Comment cela est-il possible dans le pays le plus riche du monde ? La réponse est le capitalisme. Il s'agit d'un système dans lequel la classe ouvrière, qui produit toutes les richesses, est systématiquement dépouillée de la majeure partie de ce qu'elle produit sur la base de la propriété privée des moyens de production, de la production pour le profit et du cadre historiquement dépassé de la vie économique que constitue l'État-nation.

Les niveaux d'excès et de parasitisme oligarchiques aux États-Unis sont particulièrement grotesques en raison de la subordination politique totale de la classe ouvrière à l'élite dirigeante par le biais du système bipartite. L'exclusion de la classe ouvrière de la vie politique est imposée par la bureaucratie syndicale et les groupes de pseudo-gauche pro-démocrates dans sa périphérie tels que les Socialistes démocrates d'Amérique (DSA).

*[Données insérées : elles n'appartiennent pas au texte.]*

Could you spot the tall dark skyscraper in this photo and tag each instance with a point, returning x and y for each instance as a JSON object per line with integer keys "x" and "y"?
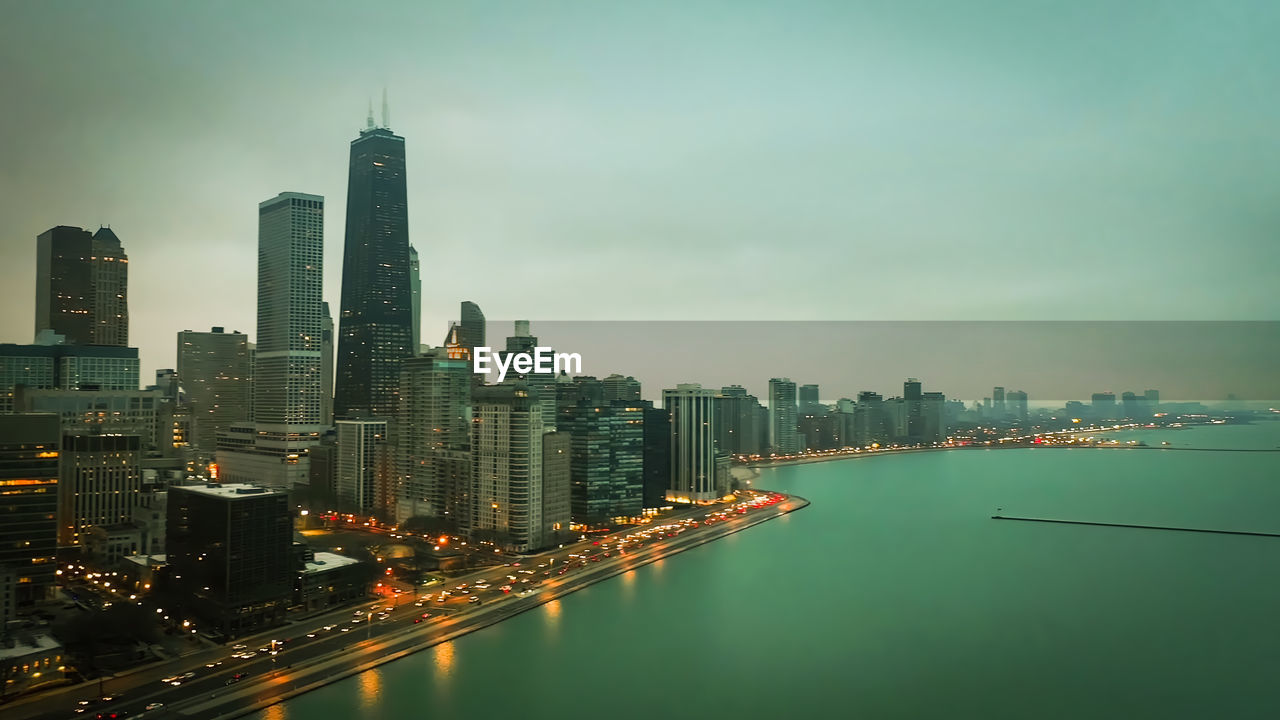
{"x": 82, "y": 286}
{"x": 376, "y": 317}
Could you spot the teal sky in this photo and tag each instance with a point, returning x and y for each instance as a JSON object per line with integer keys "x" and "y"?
{"x": 658, "y": 160}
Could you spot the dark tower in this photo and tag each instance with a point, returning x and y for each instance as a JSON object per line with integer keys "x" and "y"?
{"x": 375, "y": 326}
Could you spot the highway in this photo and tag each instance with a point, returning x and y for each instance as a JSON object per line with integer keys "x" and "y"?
{"x": 339, "y": 643}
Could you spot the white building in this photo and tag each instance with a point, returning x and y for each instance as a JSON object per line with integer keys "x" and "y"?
{"x": 364, "y": 465}
{"x": 694, "y": 475}
{"x": 288, "y": 374}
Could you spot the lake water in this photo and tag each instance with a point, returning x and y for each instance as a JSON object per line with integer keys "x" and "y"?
{"x": 894, "y": 595}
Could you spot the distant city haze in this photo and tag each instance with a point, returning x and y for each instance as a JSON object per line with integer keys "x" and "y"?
{"x": 662, "y": 160}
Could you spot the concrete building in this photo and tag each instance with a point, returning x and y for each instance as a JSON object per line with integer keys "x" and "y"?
{"x": 231, "y": 556}
{"x": 433, "y": 438}
{"x": 288, "y": 374}
{"x": 30, "y": 447}
{"x": 99, "y": 483}
{"x": 784, "y": 434}
{"x": 694, "y": 475}
{"x": 215, "y": 374}
{"x": 364, "y": 466}
{"x": 507, "y": 466}
{"x": 82, "y": 286}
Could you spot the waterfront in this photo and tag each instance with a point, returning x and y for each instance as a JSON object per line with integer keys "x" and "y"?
{"x": 895, "y": 596}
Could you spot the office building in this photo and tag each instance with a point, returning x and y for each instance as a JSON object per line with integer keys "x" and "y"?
{"x": 622, "y": 388}
{"x": 214, "y": 372}
{"x": 82, "y": 286}
{"x": 231, "y": 556}
{"x": 376, "y": 314}
{"x": 472, "y": 323}
{"x": 99, "y": 483}
{"x": 433, "y": 440}
{"x": 784, "y": 434}
{"x": 557, "y": 493}
{"x": 30, "y": 446}
{"x": 507, "y": 466}
{"x": 287, "y": 361}
{"x": 694, "y": 477}
{"x": 364, "y": 468}
{"x": 607, "y": 460}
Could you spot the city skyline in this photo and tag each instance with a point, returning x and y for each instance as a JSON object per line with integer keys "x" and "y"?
{"x": 511, "y": 154}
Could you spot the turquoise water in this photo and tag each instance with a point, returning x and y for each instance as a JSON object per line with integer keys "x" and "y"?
{"x": 896, "y": 596}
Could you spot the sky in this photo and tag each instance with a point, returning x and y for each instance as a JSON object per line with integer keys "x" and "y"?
{"x": 910, "y": 160}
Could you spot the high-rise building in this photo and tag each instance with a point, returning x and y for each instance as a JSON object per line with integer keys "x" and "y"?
{"x": 809, "y": 402}
{"x": 82, "y": 286}
{"x": 657, "y": 455}
{"x": 30, "y": 446}
{"x": 327, "y": 345}
{"x": 415, "y": 288}
{"x": 362, "y": 479}
{"x": 694, "y": 477}
{"x": 784, "y": 434}
{"x": 557, "y": 502}
{"x": 376, "y": 314}
{"x": 607, "y": 459}
{"x": 471, "y": 320}
{"x": 622, "y": 388}
{"x": 507, "y": 466}
{"x": 99, "y": 483}
{"x": 231, "y": 556}
{"x": 1016, "y": 404}
{"x": 433, "y": 440}
{"x": 110, "y": 283}
{"x": 214, "y": 372}
{"x": 287, "y": 361}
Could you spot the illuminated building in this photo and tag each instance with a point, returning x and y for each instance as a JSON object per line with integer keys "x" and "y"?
{"x": 507, "y": 466}
{"x": 287, "y": 361}
{"x": 28, "y": 504}
{"x": 376, "y": 314}
{"x": 433, "y": 437}
{"x": 784, "y": 434}
{"x": 99, "y": 483}
{"x": 214, "y": 372}
{"x": 694, "y": 477}
{"x": 82, "y": 286}
{"x": 362, "y": 479}
{"x": 231, "y": 556}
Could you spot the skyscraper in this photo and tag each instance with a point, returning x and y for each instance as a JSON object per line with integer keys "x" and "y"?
{"x": 507, "y": 466}
{"x": 214, "y": 370}
{"x": 415, "y": 288}
{"x": 287, "y": 361}
{"x": 433, "y": 438}
{"x": 375, "y": 328}
{"x": 231, "y": 552}
{"x": 694, "y": 477}
{"x": 472, "y": 326}
{"x": 784, "y": 436}
{"x": 28, "y": 515}
{"x": 82, "y": 286}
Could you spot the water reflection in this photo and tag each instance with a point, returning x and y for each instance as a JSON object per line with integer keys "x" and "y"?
{"x": 370, "y": 688}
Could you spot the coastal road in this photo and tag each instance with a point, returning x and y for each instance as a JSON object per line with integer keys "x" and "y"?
{"x": 341, "y": 643}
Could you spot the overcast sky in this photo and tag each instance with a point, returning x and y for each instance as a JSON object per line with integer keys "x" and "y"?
{"x": 652, "y": 160}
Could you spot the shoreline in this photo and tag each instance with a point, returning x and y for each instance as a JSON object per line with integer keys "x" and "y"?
{"x": 397, "y": 648}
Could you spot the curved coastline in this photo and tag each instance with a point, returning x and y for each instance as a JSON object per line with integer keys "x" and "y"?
{"x": 341, "y": 664}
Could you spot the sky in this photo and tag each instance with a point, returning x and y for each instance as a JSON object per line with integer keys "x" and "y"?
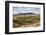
{"x": 17, "y": 10}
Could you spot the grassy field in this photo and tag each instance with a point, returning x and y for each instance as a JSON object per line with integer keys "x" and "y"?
{"x": 19, "y": 21}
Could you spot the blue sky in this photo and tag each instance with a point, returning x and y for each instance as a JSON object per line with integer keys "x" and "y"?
{"x": 17, "y": 10}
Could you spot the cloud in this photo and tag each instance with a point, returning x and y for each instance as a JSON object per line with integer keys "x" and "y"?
{"x": 25, "y": 10}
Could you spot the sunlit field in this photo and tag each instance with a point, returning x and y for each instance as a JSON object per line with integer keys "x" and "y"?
{"x": 26, "y": 21}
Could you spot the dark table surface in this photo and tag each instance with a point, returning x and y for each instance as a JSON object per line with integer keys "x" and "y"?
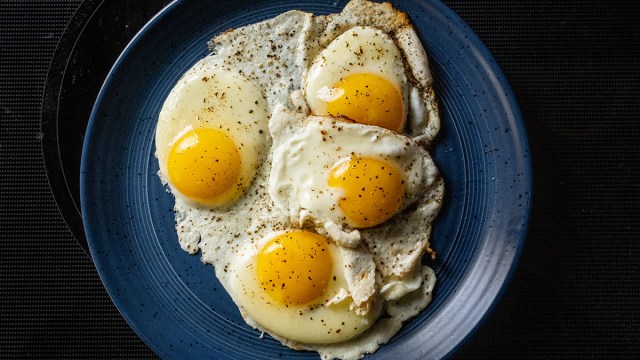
{"x": 575, "y": 70}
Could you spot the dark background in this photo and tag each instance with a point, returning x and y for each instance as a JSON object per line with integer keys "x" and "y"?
{"x": 575, "y": 70}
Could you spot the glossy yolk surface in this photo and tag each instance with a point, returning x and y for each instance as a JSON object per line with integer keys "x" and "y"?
{"x": 367, "y": 99}
{"x": 204, "y": 164}
{"x": 373, "y": 189}
{"x": 294, "y": 268}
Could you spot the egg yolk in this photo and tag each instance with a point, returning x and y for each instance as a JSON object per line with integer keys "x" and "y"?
{"x": 204, "y": 164}
{"x": 367, "y": 99}
{"x": 294, "y": 268}
{"x": 373, "y": 189}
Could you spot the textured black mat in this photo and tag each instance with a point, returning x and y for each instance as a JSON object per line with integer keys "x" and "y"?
{"x": 573, "y": 66}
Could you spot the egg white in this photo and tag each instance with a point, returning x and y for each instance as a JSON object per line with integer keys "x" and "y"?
{"x": 207, "y": 97}
{"x": 305, "y": 148}
{"x": 359, "y": 50}
{"x": 328, "y": 319}
{"x": 389, "y": 254}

Cela se traduit par des faits tels que le maintien du salaire minimum fédéral à 7,25 dollars de l'heure, ce qui n'est même pas suffisant pour assurer la survie d'un être humain. Pendant ce temps, le monopole bipartisan dépense un billion de dollars par an pour la guerre et l'armée et un billion par an pour assurer le service d'une dette nationale de 34.000 milliards de dollars, qui ne cesse d'augmenter. Ces derniers paiements, qui enrichissent directement les banques et les fonds spéculatifs, s'ajoutent aux 12.000 milliards de dollars distribués pour sauver l'élite financière lors des crises de Wall Street en 2008 et 2020.

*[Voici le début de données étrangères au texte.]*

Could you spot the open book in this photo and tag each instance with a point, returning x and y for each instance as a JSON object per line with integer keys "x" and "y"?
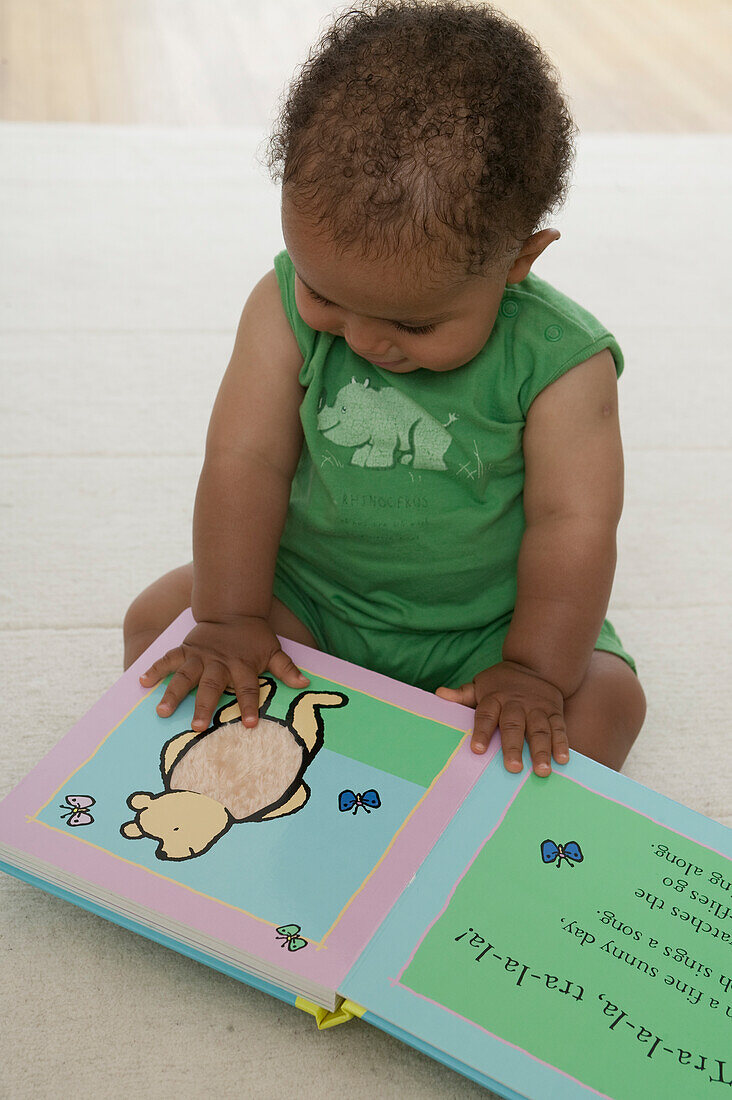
{"x": 556, "y": 937}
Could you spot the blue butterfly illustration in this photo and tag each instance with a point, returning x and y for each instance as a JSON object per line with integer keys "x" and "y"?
{"x": 288, "y": 934}
{"x": 570, "y": 851}
{"x": 76, "y": 810}
{"x": 348, "y": 800}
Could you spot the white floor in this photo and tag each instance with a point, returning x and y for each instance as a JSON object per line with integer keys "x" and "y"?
{"x": 127, "y": 255}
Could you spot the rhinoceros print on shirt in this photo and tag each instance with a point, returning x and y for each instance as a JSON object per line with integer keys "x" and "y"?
{"x": 383, "y": 425}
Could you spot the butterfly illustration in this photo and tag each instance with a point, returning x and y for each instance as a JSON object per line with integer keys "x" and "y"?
{"x": 348, "y": 800}
{"x": 288, "y": 934}
{"x": 570, "y": 851}
{"x": 76, "y": 809}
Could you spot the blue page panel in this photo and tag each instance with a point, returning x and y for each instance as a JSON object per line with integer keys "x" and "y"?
{"x": 615, "y": 997}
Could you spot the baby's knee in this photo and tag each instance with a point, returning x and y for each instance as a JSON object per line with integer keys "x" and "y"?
{"x": 155, "y": 607}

Les millions de travailleurs qui ont voté pour Trump l'ont fait pour protester contre l'indifférence non dissimulée de Biden et Harris à l'égard de l'impact dévastateur de l'inflation et de l'austérité, y compris la suppression de 40 millions de personnes des listes Medicaid. Ils n'ont pas voté pour la dictature, le rassemblement des travailleurs immigrés dans des camps de concentration surveillés par l'armée en vue d'une expulsion sommaire, l'extension de la guerre mondiale de l'impérialisme américain à la Chine, l'augmentation du soutien de Washington au génocide de Gaza, ou la destruction de millions d'emplois et de services sociaux essentiels.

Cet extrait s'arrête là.